Infirmation partielle 4 mai 2016
Commentaire • 0
Sur la décision
| Référence : | CA Bordeaux, 4 mai 2016, n° 15/02315 |
|---|---|
| Juridiction : | Cour d'appel de Bordeaux |
| Numéro(s) : | 15/02315 |
| Décision précédente : | Tribunal de grande instance de Bordeaux, 24 mars 2015, N° 14/11603 |
Texte intégral
COUR D’APPEL DE BORDEAUX
CINQUIÈME CHAMBRE CIVILE
ARRÊT DU : 04 mai 2016
(Rédacteur : Marie-Hélène PICHOT, Conseiller)
N° de rôle : 15/02315
Monsieur X Y
c/
SA VOLKSWAGEN BANK GMBH
Nature de la décision : APPEL D’UNE DECISION DU JUGE DE L’EXECUTION
Grosse délivrée le :
aux avocats
Décision déférée à la Cour : jugement rendu le 24 mars 2015 par le Tribunal de Grande Instance de BORDEAUX (R.G. 14/11603) suivant déclaration d’appel du 14 avril 2015,
APPELANT :
Monsieur X Y
né le XXX à XXX – XXX
représenté par Me Philippe LECONTE de la SELARL LEXAVOUE BORDEAUX, avocat au barreau de BORDEAUX
INTIMÉE :
SA VOLKSWAGEN BANK GMBH (Succursale française), prise en la personne de son représentant légal domicilié en cette qualité au siège social
Bât Ellipse – 15 Av de la Demi-Lune – XXX
représentée par Me Henri ARAN de la SELARL FLORENCE DASSONNEVILLE – HENRI ARAN, avocat au barreau de BORDEAUX
COMPOSITION DE LA COUR :
En application des dispositions des articles 786 et 912 du Code de Procédure Civile, l’affaire a été débattue le 23 mars 2016 en audience publique, les avocats ne s’y étant pas opposés, devant Arlette MEALLONNIER, Président, et Marie-Hélène PICHOT, Conseiller, chargés du rapport,
Ce magistrat a rendu compte des plaidoiries dans le délibéré de la Cour, composée de :
Madame Arlette MEALLONNIER, Présidente,
Madame Catherine COUDY, Conseiller,
Madame Marie-Hélène PICHOT, Conseiller,
qui en ont délibéré.
Greffier lors des débats : M. Gwenaël TRIDON DE REY
ARRÊT :
— contradictoire
— prononcé publiquement par mise à disposition de l’arrêt au greffe de la Cour, les parties en ayant été préalablement avisées dans les conditions prévues à l’article 450 alinéa 2 du Code de Procédure Civile.
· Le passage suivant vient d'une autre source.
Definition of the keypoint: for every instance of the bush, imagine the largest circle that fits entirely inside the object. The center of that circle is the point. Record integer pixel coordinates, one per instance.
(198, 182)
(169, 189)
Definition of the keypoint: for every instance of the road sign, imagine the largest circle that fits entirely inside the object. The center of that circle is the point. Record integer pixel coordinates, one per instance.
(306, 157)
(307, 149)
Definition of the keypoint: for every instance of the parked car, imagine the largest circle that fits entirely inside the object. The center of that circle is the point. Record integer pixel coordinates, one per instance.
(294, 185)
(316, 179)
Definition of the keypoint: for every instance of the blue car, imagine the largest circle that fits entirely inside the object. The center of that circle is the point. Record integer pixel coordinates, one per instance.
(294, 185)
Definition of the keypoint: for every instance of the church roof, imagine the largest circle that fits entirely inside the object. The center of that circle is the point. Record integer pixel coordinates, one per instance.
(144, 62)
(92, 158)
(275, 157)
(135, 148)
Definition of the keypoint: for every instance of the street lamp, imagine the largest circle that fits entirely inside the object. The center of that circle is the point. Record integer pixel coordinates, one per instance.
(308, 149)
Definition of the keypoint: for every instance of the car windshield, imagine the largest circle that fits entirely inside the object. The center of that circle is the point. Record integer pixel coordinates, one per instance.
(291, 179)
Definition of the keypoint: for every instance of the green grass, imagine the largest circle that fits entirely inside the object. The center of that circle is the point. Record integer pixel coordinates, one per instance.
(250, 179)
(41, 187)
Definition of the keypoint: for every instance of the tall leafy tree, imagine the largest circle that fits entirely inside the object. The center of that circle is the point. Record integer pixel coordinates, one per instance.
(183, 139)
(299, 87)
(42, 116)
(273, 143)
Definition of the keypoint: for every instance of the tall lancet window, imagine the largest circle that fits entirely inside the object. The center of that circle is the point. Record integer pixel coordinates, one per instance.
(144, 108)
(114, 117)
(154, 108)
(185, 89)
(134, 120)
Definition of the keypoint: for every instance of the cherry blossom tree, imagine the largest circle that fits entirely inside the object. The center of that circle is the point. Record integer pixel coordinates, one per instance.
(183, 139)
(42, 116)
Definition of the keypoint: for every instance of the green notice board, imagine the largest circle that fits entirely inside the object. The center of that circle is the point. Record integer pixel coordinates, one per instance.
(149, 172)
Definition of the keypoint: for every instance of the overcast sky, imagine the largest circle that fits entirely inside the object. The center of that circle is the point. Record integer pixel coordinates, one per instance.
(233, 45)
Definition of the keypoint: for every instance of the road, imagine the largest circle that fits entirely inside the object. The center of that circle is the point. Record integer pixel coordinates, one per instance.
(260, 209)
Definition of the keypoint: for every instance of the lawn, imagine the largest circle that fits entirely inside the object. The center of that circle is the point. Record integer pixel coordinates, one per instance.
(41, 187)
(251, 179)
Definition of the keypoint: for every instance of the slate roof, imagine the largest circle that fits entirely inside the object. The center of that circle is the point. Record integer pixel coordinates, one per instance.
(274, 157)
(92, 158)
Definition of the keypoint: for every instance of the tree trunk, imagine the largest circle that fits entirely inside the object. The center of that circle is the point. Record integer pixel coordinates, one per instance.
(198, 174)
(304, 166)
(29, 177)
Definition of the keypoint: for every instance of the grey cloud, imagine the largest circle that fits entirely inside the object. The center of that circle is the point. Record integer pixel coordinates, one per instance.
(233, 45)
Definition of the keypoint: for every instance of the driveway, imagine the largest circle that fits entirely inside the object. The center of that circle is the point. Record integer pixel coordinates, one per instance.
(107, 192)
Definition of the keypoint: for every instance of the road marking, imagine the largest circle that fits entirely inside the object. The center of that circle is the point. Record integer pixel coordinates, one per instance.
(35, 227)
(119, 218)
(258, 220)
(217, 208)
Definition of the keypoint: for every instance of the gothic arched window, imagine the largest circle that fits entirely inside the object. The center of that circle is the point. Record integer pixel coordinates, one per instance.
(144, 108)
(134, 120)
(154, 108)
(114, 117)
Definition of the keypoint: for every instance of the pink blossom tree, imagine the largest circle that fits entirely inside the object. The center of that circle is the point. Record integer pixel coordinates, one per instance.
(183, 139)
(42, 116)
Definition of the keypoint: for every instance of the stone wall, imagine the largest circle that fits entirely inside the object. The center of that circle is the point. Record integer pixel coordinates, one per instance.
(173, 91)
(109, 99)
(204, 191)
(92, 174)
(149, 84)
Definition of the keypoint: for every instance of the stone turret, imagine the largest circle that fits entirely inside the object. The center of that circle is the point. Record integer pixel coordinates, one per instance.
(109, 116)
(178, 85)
Vu le jugement du Juge de l’Exécution du Tribunal de Grande Instance de Bordeaux du 24 mars 2015,
Vu l’ appel interjeté par Monsieur X Y par déclaration au greffe du 14 avril 2015,
Vu les dernières conclusions notifiées par Monsieur X Y le 16 juin 2015,
Vu les dernières conclusions notifiées par la société VOLKSWAGEN BANK GMBH le 12 août 2015,
Vu l’ordonnance de clôture du 9 mars 2016,
Monsieur X Y a fait l’acquisition d’un véhicule de marque AUDI modèle A7 SPORTBACK AMBTION LUXE V6 au moyen d’un crédit souscrit le 22 novembre 2010 auprès de la société VOLKSWAGEN BANK GMBH selon les modalités suivantes :
— Contrat de crédit non gagé portant sur le véhicule AUDI modèle A7 sport back,
— Prix d’achat : 63.620 euros,
— Versement comptant : 19.620 euros,
— Montant du crédit : 44.000 euros,
— 60 échéances de 924,19 euros, assurance comprise , payables par prélèvement automatique,
— Coût du crédit : 11.451,40 euros.
Certaines échéances étant restées impayées, le 29 décembre 2011, la société VOLKSWAGEN BANK GMBH a notifé à Monsieur X Y la déchéance du terme en lui réclamant le remboursement immédiat du solde du crédit qui s’élevait à la somme totale 44.816,08 euros
calculée comme suit :
— Arriéré : 3772,76 euros + intérêts de retard de 46,40 euros = 3819,16 euros,
— capital restant dû du 05 janvier 2012 au 5 février 2016 ( indemnité de résiliation) : 37.960,11 euros,
— Pénalités de 8% : 30819,16 euros,
— Intérêts de retard : pour mémoire
Un échéancier a été accordé par la Société CONCILIAN, en charge du recouvrement de la créance, à Monsieur X Y qu’il n’a pas pu respecter compte tenu de problèmes de santé.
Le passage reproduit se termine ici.